Ryan's code wonderings: September 2012

Sunday, September 30, 2012

Closures or software bags

I'm not sure if closures are something you can really understand without actually working with them, I don't think I did (chances are however you're smarter than me, so I may be the outlier). I read about them a variety of times after hearing about them, I kind of felt like I might understand them, but it really didn't click until I actually wrote some code and experienced them myself. That said, I'm going to try and explain them, partially because I might actually understand them incorrectly, but moreover I view them in a way I haven't found explained anywhere else. So here goes my explanation of closures after I didn't understand other peoples explanations.
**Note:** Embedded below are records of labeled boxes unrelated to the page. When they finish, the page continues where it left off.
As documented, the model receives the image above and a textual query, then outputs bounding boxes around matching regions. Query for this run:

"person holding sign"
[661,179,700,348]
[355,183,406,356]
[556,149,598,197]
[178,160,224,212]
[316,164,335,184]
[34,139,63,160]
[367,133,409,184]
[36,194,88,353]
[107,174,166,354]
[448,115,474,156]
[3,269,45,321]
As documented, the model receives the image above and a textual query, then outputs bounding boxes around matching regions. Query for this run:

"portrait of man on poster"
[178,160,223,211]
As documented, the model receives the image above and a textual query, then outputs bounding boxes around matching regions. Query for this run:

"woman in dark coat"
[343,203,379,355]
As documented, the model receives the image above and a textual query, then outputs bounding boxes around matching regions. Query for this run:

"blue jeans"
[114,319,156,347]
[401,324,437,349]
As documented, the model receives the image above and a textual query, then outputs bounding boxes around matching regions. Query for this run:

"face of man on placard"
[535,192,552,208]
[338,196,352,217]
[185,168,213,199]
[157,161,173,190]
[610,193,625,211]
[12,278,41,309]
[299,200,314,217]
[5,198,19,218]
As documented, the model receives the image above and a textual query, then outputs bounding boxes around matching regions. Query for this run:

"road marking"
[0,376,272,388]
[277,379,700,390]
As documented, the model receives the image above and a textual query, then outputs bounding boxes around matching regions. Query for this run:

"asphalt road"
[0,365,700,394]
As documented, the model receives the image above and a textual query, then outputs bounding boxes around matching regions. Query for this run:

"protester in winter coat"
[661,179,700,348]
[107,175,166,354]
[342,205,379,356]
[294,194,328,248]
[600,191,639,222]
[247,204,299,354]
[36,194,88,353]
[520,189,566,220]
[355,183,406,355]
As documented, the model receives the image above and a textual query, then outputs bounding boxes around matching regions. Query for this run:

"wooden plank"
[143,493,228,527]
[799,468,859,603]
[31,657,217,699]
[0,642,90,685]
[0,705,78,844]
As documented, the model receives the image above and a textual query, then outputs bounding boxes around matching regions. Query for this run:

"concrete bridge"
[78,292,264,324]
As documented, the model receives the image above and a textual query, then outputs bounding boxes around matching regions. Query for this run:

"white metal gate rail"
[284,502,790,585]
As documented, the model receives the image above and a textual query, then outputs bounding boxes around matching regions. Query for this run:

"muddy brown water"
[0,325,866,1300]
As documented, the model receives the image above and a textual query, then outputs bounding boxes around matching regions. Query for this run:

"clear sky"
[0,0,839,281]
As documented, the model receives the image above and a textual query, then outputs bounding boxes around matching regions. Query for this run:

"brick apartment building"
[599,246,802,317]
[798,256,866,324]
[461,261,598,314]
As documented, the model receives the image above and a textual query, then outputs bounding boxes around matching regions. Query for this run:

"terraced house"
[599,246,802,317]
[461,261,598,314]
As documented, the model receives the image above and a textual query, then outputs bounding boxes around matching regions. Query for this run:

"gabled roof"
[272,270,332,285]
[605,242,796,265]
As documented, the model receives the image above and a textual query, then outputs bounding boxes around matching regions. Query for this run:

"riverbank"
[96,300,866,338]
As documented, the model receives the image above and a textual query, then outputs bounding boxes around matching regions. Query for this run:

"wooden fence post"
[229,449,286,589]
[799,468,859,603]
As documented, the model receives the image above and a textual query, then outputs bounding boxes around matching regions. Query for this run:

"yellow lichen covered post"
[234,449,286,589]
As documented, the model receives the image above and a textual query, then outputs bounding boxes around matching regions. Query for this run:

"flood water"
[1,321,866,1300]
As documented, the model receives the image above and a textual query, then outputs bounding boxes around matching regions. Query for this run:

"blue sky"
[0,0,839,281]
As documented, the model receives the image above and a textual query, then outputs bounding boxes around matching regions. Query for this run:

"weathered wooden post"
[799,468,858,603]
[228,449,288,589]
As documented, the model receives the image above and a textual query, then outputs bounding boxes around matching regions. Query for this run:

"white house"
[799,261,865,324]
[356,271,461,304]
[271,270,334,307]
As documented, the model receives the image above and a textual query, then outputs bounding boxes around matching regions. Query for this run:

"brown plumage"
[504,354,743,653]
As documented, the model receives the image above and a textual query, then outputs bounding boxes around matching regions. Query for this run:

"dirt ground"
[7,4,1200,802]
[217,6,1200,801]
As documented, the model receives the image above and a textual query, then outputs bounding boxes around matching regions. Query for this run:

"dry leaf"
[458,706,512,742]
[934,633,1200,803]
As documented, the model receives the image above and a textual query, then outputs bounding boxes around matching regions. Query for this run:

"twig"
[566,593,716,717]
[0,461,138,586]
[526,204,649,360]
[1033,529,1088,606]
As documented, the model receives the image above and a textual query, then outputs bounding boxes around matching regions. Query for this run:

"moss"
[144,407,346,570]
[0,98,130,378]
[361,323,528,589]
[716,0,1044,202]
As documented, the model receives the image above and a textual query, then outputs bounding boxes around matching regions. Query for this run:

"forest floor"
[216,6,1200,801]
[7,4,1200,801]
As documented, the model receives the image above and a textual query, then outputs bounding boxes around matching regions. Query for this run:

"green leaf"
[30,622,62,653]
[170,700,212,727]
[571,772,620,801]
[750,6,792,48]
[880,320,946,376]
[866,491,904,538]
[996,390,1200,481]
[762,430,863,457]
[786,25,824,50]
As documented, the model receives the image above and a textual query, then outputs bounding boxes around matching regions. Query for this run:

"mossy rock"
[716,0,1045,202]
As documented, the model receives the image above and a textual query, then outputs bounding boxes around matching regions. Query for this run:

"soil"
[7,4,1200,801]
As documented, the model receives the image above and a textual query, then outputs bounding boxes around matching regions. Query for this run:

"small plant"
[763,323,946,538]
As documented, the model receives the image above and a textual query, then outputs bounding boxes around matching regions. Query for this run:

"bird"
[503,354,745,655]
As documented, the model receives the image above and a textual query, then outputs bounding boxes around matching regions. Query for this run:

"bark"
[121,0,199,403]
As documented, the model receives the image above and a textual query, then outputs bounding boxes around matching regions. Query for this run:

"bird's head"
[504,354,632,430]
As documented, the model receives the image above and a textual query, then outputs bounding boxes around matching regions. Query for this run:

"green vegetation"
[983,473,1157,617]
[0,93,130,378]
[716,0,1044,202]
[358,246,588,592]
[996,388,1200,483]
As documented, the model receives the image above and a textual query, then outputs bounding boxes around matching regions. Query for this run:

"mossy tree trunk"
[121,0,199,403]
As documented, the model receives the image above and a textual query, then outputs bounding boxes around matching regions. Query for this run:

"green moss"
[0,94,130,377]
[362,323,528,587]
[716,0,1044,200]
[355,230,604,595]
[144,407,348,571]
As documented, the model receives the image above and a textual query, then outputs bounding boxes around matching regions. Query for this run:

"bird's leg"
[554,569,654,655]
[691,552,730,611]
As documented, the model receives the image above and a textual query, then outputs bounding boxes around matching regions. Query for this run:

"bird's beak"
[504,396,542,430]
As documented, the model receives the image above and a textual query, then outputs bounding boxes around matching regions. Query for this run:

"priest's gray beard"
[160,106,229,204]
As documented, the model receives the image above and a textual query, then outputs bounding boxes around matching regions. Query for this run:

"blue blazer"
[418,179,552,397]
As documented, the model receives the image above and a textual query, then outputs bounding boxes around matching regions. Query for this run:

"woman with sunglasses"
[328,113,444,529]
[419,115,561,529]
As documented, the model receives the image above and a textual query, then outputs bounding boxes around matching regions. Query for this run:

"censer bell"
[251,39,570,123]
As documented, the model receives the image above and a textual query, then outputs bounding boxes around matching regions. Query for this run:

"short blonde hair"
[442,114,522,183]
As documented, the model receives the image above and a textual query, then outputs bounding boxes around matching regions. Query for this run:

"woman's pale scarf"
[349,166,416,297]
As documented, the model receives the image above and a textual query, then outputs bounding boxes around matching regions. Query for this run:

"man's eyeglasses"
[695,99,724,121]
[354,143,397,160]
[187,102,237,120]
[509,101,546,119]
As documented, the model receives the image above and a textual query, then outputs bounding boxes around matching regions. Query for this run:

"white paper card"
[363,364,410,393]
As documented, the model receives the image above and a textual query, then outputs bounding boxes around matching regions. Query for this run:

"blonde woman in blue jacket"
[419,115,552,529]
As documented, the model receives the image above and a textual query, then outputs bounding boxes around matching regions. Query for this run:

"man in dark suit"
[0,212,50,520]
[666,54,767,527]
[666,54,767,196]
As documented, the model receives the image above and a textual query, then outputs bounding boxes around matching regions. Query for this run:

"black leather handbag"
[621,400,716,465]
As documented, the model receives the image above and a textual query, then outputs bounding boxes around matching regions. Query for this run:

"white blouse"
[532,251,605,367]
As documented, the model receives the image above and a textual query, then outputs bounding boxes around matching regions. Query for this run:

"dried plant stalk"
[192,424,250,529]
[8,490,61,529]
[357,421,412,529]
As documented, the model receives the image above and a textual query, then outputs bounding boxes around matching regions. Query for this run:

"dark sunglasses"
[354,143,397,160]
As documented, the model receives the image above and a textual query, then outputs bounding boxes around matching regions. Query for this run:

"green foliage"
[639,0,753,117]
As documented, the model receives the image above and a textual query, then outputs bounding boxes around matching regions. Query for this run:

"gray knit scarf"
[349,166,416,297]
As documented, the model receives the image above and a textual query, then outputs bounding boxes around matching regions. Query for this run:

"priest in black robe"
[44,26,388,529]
Oh yeah last note before I start: closures are simple. Really, really simple, everyone who tells you they aren't are cheating you like when you were in school and everyone told you math is hard, true or not they were undermining you right from the jump. I'm not saying this to give you a confidence boost though, if you don't think they're simple you're more likely to think you don't understand them when you actually do; because they're simple. Ok, on with it already.

So I'm a visual thinker to start with and most things tend to conjure up an image for me, for a closure, it's a bag. A nice leather bag with a leather draw string you'd expect some hippy at a lord of the rings conference to have on his belt specifically. I think this is just because I associate closures with the concept of Greybeards due to LISP. Either way the image fits for me because if you found a leather bag of this nature that was closed, you could literally imagine anything being inside. Maybe it has some canadian coins, maybe it has a miniature time machine, a crossbow, and/or a beady eyed albino stretch-limo rat. Also it could be empty, or have another bag inside of it, more on that later.

Ok, so we have a funny looking bag with undetermined body of contents, what of it? Well somebody at one point made this bag, and somebody put stuff in this bag. Why? Well, if I had a bag like this that I was going to put stuff into, I would put things that work together. Let's imagine a different bag for a moment, a student's backpack. Inside you'll find topical books, notebooks, pens, and a calculator. These things all definitely work together. You can't operate the math book without the calculator (I too think this should be wrong but you've seen these as well as I have), or the paper without one of the pens etc so these have a purpose together as a whole. One could say you couldn't operate the school without this bag, we'll get there in a moment.

So now we have some extremely abstract concept, why? Well, it basically holds true to what a closure is. Now that's out of the way and you think I'm mental for wasting your time I'll actually show a closure. I'm going to use JavaScript because it's commonly understood and closures are fairly first class in it.

baggy = function() { alert('woo'); };

Ok, are you underwhelmed? Good. Now, don't think function is synonymous with closure. Sorry if that's what you just got from that. Here's what I hoped to show there: there is a bag(gy) with a little computation inside it which spits out a message box when evaluated. A message box machine, sounds like something you'd find in a Greybeard's little leather bag..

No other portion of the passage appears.